#Peste 6: Lockdown Cooking

I’ve got 15 hours a week of commute back since lockdown. I’ve been working just as hard, but that’s still meant I’ve had more time to read, relax, drink and cook. So for the benefit of my future self, here’s a cooking/eating diary. Warning, nothing interesting about supply chains or observations on how to source ingredients or anything. It’s just photos of stuff I’ve cooked.
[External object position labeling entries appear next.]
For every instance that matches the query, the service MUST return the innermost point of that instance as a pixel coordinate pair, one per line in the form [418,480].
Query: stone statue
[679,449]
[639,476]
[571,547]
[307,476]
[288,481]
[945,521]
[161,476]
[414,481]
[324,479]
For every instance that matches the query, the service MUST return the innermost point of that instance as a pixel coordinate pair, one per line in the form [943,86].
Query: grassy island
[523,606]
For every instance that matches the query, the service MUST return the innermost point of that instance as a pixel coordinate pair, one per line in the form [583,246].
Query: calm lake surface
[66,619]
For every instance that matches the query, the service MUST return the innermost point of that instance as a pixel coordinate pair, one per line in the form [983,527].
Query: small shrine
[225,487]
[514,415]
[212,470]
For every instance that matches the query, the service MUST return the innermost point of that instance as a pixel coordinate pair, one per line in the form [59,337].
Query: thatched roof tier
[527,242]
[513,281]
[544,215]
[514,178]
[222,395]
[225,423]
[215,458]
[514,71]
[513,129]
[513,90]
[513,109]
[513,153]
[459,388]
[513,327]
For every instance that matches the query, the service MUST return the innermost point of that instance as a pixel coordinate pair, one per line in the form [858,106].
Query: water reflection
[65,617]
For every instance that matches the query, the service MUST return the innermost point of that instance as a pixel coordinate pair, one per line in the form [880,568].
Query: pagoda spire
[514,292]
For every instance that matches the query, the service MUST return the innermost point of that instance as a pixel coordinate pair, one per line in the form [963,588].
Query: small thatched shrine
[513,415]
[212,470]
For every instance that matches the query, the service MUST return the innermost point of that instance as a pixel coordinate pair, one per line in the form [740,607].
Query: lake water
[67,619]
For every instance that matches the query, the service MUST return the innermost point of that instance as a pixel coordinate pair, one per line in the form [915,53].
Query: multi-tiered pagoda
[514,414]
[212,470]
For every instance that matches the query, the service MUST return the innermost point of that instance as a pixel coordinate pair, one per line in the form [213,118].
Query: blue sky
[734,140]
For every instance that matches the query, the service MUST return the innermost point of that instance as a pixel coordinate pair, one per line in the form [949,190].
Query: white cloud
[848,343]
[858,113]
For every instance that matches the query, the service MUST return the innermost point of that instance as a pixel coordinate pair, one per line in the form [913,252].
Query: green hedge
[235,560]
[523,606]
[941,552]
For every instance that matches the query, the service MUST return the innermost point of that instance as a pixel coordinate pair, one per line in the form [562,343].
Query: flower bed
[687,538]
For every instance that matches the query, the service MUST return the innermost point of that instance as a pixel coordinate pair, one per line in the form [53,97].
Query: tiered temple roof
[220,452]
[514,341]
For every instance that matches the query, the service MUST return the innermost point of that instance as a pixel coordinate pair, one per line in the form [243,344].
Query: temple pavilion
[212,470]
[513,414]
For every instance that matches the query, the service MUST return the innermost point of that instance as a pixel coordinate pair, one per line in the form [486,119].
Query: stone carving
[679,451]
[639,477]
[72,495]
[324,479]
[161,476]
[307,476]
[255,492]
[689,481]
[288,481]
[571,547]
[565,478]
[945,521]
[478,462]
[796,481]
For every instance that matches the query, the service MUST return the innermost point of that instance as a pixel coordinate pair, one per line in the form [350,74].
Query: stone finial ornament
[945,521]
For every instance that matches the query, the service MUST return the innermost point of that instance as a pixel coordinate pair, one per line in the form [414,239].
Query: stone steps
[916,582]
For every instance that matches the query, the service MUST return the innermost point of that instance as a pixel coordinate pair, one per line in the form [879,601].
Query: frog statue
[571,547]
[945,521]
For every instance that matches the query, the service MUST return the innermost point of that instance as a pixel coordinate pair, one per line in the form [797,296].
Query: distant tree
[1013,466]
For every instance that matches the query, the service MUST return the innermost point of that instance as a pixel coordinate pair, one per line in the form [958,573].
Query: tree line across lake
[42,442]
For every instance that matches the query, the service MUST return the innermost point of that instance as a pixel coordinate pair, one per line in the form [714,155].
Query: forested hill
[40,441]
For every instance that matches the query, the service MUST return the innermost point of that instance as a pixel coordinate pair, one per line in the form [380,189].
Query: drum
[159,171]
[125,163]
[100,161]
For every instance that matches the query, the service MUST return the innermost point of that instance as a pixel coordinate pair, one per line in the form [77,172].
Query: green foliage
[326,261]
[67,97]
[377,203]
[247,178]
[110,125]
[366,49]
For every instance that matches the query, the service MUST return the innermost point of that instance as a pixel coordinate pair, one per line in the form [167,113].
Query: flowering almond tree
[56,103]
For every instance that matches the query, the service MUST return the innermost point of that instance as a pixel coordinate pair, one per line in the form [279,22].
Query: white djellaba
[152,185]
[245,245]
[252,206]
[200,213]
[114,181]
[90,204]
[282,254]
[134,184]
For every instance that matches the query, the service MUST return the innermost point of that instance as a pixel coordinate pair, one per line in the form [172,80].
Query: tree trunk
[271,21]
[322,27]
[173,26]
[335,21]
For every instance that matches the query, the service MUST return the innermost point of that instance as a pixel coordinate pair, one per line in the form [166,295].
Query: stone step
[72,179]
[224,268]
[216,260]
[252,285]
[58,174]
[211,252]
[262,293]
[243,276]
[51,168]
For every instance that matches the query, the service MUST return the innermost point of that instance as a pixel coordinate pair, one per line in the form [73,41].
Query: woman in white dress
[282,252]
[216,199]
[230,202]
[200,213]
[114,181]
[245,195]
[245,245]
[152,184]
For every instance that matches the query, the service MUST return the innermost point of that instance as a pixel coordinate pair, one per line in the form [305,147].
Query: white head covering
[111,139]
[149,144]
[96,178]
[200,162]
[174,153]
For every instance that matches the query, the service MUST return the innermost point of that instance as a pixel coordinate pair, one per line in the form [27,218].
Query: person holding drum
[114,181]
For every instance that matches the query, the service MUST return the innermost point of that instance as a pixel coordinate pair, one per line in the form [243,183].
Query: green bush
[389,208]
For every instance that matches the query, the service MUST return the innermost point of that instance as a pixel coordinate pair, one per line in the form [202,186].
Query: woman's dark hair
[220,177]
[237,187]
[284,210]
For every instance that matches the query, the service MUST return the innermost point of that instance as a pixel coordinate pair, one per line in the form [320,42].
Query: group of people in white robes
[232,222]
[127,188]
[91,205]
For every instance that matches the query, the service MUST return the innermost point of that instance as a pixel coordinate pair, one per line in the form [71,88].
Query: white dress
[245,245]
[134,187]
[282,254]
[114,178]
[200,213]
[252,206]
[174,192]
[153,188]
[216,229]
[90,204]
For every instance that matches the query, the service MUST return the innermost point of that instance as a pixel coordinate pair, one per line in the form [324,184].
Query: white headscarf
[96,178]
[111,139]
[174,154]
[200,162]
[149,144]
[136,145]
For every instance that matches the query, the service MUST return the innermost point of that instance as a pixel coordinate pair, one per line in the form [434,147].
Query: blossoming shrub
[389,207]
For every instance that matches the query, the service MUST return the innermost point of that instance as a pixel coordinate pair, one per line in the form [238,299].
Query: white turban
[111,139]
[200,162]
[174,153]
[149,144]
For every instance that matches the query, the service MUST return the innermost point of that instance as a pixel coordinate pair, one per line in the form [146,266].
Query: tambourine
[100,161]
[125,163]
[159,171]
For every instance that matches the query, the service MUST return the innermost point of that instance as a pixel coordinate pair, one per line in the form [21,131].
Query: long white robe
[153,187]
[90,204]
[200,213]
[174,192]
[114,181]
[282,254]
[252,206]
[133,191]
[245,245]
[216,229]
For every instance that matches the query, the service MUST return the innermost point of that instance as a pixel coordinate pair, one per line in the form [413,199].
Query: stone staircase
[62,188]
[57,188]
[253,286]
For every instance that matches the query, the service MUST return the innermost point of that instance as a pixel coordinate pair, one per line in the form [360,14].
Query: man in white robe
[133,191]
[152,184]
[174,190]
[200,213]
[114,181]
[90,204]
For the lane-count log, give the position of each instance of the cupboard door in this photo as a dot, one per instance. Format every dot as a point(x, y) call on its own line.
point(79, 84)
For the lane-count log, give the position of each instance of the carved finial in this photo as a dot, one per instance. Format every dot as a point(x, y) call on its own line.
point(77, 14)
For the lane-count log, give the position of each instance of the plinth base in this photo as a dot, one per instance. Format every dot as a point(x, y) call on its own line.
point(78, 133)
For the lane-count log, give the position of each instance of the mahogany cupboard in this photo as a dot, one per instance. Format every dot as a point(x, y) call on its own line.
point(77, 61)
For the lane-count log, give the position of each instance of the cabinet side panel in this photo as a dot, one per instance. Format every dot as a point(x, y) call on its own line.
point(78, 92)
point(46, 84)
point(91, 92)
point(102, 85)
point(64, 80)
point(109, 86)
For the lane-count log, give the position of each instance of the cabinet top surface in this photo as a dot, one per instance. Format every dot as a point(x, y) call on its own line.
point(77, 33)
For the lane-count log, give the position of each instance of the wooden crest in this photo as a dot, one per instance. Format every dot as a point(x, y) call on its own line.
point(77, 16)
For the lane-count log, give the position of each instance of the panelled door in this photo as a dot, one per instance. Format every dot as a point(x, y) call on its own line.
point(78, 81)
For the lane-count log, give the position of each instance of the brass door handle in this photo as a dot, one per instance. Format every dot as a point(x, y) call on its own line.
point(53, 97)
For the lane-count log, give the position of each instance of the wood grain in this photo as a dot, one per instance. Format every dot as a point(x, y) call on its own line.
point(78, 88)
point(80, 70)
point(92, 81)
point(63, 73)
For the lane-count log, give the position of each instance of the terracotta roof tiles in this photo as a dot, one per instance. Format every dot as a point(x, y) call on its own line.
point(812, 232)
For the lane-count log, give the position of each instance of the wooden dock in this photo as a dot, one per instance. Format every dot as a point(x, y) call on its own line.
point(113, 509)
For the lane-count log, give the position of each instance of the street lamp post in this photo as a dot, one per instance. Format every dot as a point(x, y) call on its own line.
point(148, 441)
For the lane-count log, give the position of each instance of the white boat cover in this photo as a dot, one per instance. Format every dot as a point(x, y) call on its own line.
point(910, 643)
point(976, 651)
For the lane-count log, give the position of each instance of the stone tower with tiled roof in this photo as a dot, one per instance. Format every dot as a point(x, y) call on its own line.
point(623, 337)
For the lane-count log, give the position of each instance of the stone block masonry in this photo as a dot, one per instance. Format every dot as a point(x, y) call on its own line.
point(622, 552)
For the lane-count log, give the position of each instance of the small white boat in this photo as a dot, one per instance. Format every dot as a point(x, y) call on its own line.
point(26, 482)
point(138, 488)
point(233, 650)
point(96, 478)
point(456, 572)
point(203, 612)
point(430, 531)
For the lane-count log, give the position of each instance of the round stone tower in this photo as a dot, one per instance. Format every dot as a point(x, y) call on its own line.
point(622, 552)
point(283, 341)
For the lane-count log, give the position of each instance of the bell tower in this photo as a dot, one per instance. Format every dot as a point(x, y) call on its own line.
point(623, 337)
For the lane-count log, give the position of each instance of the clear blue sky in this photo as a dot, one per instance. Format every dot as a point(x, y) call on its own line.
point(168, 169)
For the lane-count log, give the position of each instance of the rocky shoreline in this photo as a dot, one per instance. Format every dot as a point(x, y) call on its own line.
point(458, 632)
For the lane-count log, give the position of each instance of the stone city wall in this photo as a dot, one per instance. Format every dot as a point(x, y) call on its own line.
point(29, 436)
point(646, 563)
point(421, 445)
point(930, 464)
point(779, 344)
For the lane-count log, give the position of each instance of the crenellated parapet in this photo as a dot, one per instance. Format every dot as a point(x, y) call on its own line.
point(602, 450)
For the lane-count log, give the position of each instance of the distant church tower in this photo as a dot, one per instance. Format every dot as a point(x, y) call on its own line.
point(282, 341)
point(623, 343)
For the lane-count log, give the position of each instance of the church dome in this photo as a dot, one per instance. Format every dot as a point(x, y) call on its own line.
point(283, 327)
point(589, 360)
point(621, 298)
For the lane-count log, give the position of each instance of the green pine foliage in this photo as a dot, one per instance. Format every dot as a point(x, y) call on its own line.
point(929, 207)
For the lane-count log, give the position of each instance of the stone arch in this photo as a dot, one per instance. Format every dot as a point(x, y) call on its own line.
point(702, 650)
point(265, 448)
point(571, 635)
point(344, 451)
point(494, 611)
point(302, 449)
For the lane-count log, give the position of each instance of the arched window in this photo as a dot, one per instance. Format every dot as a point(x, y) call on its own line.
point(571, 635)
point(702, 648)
First up was prior to lockdown, but was going into the Joy Luck restaurant in Chinatown. Doesn’t tend to be one of the ones better attended by western tourists (though a fair few of East Asian tourists). On the basis of the London Eater recommendation, I go there for the Wuhan Dry Noodles, which are wonderful. On this occasion I also went in out of solidarity with the Chinese restaurant community – business had plummeted in the early days of Covid awareness in the UK (this was 7th March).

I went into the restaurant and the staff were sitting round a table with chins in hands, chatting. I was clearly the first customer they’d had for ages. They sat me in the window, which was perhaps a mistake. The Wuhan Dry Noodles were as good as ever, which as they are also hot, meant I was sweating and snuffling over them for the entertainment and enlightenment of everyone going past.

I don’t really cook Ottolenghi as much as I should, but this recipe for a hot confit of mushrooms with a butterbean mash is one of the best vegan recipes I know. Hot, substantial, and delicious.

Rather a dull looking, but very nice Barnsley chop.

AH, now we’re talking. Minestrone, in this case Marcella Hazan’s spring vegetable soup, is a miracle. I would strongly recommend cooking it, then leaving it a day, but it’s one of the most restorative recipes I know, and freezes ok for a quick sense of vitality and boost on days when you simple cbf’d.

I’m not actually sure what the pasta is here, but the spinach is first lightly cooked as per usual, and then mixed into olive oil in which a couple of lightly crushed garlic cloves have been cooked and then removed. And then squeeze some lemon over it. I remember this being extremely satisfactory.

This next looks rather grey, but it was wonderful. Elisabeth David’s Roman Beef Stew, or Stufatino alla Romana from Italian Food. With some stewed celery and some sourdough from the Aries Bakehouse on Acre Lane. One of those dishes that I think only has about three ingredients in – shin of beef, some pancetta or bacon, and tomato puree. Highly recommended.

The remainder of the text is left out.